Dancing Light | Project Of The Year

The home is named for the way light bounces off floors and walls, and across the wood ceilings, and the judges called it "magic." 

By Susan Bady August 22, 2017
Dancing Light, Project of the Year
This article first appeared in the September 2017 issue of Pro Builder.

Dancing Light, Project of the Year, Custom Home

Site: Paradise Valley, Ariz.
Entrant/Builder: Desert Star Construction
Architect: Kendle Design Collaborative
Interior Designer: David Michael Miller Associates
Photographer: Alexander Vertikoff
Size: 6,200 sf
Completion: November 2016

The soaring canopy of intersecting roof planes is your first sign that Dancing Light is special. Brent Kendle, president of Kendle Design Collaborative, says the design team was influenced by desert boulder fields and Native American cliff dwellings, some of which are located within 30 miles of the project. “The fins are essentially a standing-seam metal roof placed on its side,” Kendle says. “They project out far enough to cast a shadow that changes throughout the day.”

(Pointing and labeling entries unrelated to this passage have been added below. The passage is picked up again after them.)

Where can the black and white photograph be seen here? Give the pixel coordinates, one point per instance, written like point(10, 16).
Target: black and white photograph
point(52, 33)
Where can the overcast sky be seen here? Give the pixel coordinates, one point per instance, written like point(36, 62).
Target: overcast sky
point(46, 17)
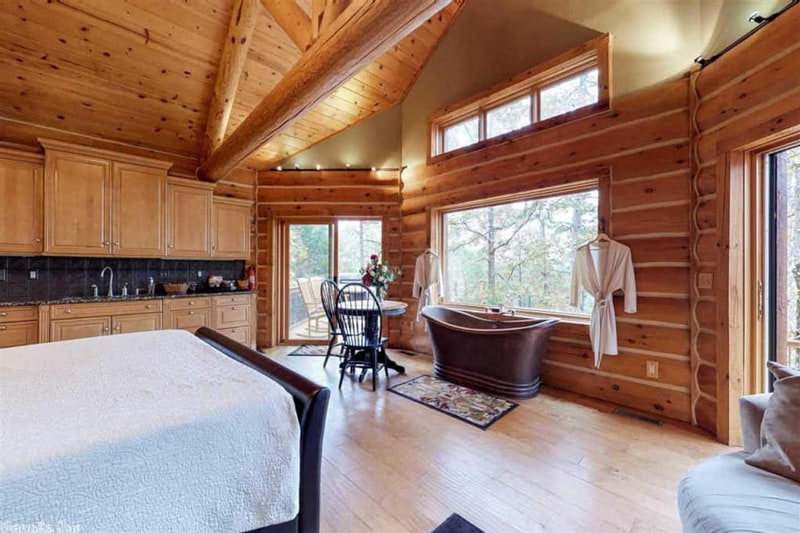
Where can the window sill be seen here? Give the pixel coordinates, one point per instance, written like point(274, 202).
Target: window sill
point(584, 112)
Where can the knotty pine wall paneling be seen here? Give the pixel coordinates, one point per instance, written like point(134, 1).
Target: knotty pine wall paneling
point(326, 193)
point(748, 96)
point(644, 143)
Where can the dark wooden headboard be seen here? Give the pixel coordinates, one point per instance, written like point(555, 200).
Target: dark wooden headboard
point(311, 402)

Builder Jerry Meek, president of Desert Star Construction, says the home took 22 months to complete, partly because of the rammed-earth walls. “Their thermal mass absorbs heat and prevents it from reaching the interior of the home,” he says, “but it’s a process that dates back to 5000 B.C. in China, and is very slow and labor-intensive.”

Kendle laid out the garage, master suite, main living areas, and guest quarters to resemble separate structures, spaced around a central atrium and connected by glass corridors. Visitors enter through an oversized pivot door sheltered by a stealth-wing-shaped canopy and are greeted by the atrium with its glass walls, sculptural rock, succulents, and an ironwood tree. It creates the effect of being indoors and outdoors simultaneously.

“Numerous cracks and crevices allow natural light to come through the roof and bounce in unique ways,” Kendle says. “The light changes throughout the day as the sun moves across those spaces.”

Kendle and Meek called out many trade superstars involved with the project, including Linear Fine Woodworking, whose crew spent four months on a lift assembling the wood ceilings.